The word is as ugly as the concept. What is pedagogy? It is a misguided attempt to fix and quantify the art of teaching and guiding young musicians. Teaching is a creative process between two people, the teacher or mentor and the student, constantly changing, evolving, exploring, creating, experimenting. When we attempt to analyse it, fix it, pin it down with rules, fragment and quantify it, we kill it. We cannot pin down the butterfly without killing it.

Pedagogy can be defined as the method and practice of teaching. Chopin had something to say on the subject:
"People have tried out all kinds of methods of learning to play the piano, methods that are tedious and useless, and have nothing to do with the study of the instrument."



Pedagogy feeds our illusion that by taking apart, analysing, compartmentalising the teaching of great teachers, we can learn from this study. But we are left, not with wisdom or understanding, but with fragments, bits of information, meaningless without context. We are in the world of the left hemisphere of our brains.
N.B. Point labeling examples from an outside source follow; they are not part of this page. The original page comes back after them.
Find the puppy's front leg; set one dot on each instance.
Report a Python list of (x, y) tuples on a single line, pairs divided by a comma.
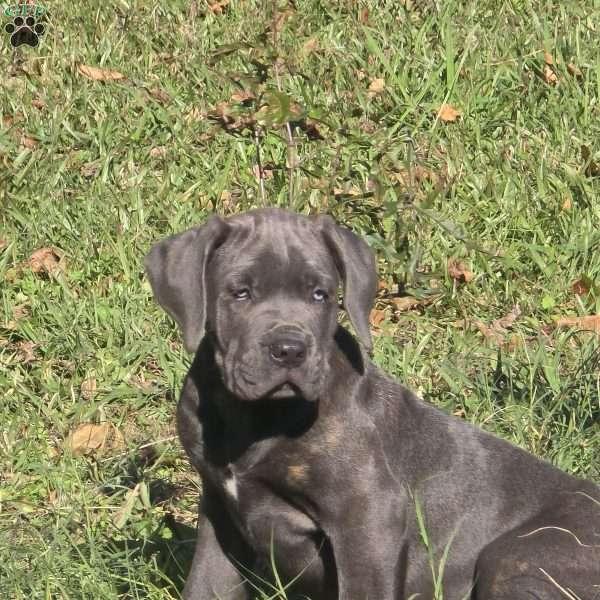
[(365, 558), (213, 573)]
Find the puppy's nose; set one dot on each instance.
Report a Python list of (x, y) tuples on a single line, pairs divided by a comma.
[(287, 352)]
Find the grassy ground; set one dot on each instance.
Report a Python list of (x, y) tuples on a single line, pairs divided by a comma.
[(97, 170)]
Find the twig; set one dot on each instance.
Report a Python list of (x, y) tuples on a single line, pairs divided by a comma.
[(290, 143), (261, 174)]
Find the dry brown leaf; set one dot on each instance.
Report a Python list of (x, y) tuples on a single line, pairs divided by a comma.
[(47, 260), (490, 333), (29, 142), (508, 320), (98, 74), (376, 86), (574, 71), (458, 271), (310, 45), (592, 168), (497, 330), (217, 7), (160, 95), (403, 303), (25, 353), (242, 96), (549, 75), (158, 152), (448, 113), (416, 174), (591, 323), (88, 388), (580, 288), (88, 438), (376, 317)]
It was a revelation for me to attend, some years ago, lectures given by the eminent neuro-scientist, Dr. Ian McGilchrist, who is the leading authority on the hemispheres of the brain.

In his masterly book, The Master and the Emissary, McGilchrist has much to say that is revelatory to musicians.

People have long since held a very simplistic view of the left and right hemispheres of the brain. McGilchrist explains that the now outdated view of the left hemisphere as being concerned with language and reason, and the right hemisphere with imagination and feeling, is incorrect. Both hemispheres deal with everything. It is not a question of what they do, but how they do it.

The left hemisphere takes things out of context to examine the component parts, to analyse, abstract, compartmentalise. This is a necessary part of studying, to examine in detail, but if we lose touch with the context, as is increasingly the case in our modern world and systems of education, we are left with just pieces, bits which have no meaning without a context. It is the right hemisphere which provides the context, sees the broader picture, makes connections, and allows us to experience those dawning moments when knowledge becomes understanding.